Posted On: February 05, 2020


Surveyors Are Happy To Talk Things Over With You

Most surveyors are only too happy to talk to you about the survey process, especially if this is your first time employing a surveyor. They will also answer questions after the survey, so don't be scared to call them up if you see something in a survey report that you don't understand. Surveyors are on boats every day, but owners and buyers may not always understand some of the technical terms.

Relationships Are Important

Surveyors want to build solid relationships, because their reputations are at stake. There's a saying experienced surveyors tell newbies: You're only as good as your last survey. Marine surveyors are often independent businesses and want you to call them first when you buy your next boat and also to recommend them to friends and family. If you have a problem with a survey (or a surveyor) don't hesitate to bring it up.

A Sea Trial Is Not A Boat Ride

The purpose of a sea trial is to check the boat's systems, engines, generators, electronics, and other parts that cannot be inspected while the boat is not under commission or is "on the hard." The surveyor will need to pay close attention to the engines, helm, and systems, and how the boat handles. To get the most from a sea trial, leave the kids, dog, and Aunt Kate at home. They can get a ride on the boat later, assuming you buy it. Too many folks on the boat makes it difficult for the surveyor to do the job properly.

Don't Get In The Surveyor's Way

Most surveyors like it when the buyer is at the survey. They can answer questions and point out things of interest on the boat that may not find their way into the survey report. That being said, it makes the job slower if you hover. Allow the surveyor to do his job — you'll get a complete written report about everything he sees.

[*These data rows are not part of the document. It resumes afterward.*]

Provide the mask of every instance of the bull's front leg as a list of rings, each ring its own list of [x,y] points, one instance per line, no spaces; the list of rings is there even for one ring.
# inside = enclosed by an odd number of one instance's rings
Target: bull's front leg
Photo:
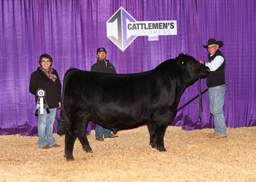
[[[151,145],[152,148],[157,148],[156,142],[154,142],[156,138],[154,124],[151,122],[147,122],[147,126],[148,126],[148,130],[149,137],[150,137],[149,145]]]
[[[153,141],[153,146],[156,146],[159,151],[166,151],[164,143],[164,137],[167,124],[163,122],[159,123],[162,124],[158,124],[155,126],[155,138]]]
[[[67,128],[65,133],[65,155],[67,161],[74,160],[73,149],[75,141],[78,131],[75,130],[74,124],[71,121],[67,123]]]
[[[86,126],[83,126],[81,130],[78,134],[78,137],[80,142],[82,144],[83,150],[86,151],[86,152],[92,153],[93,151],[91,150],[91,148],[90,146],[90,144],[88,141],[87,136],[86,136],[86,129],[87,129],[87,124]]]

The Surveyor Works For You Only

You'll be paying the bill, so it's important that you understand that the surveyor reports only to you. He doesn't share his findings with anyone else unless you specifically request it. If you have a broker acting as your buyer's agent, then you may ask that the surveyor send a copy of the survey to the agent as it makes your broker's job easier if he's asking for things to be addressed. Keep in mind that a survey is only good for a specific time because it's really a snapshot of what the boat was like on a specific day. Old surveys should not be relied upon.

Make Sure The Boat Is Prepared

If you are asking a surveyor to come to your boat to perform an insurance survey, make sure that the surveyor has access. Don't expect him or her to empty out lockers of heavy anchors, bags of sails, and boxes of spare parts. The surveyor needs to look at the mechanical parts of the boat, and it causes delays to have to move tons of stuff out of the way. If in doubt, ask the surveyor what he needs before he arrives. He won't expect everything to be off the boat, but he will appreciate reasonable access. One client asked me to survey his 33-foot sailboat, but it turned out that the entire contents of a small apartment seemed to have been crammed aboard. If that wasn't bad enough, the boat also had a Great Dane aboard!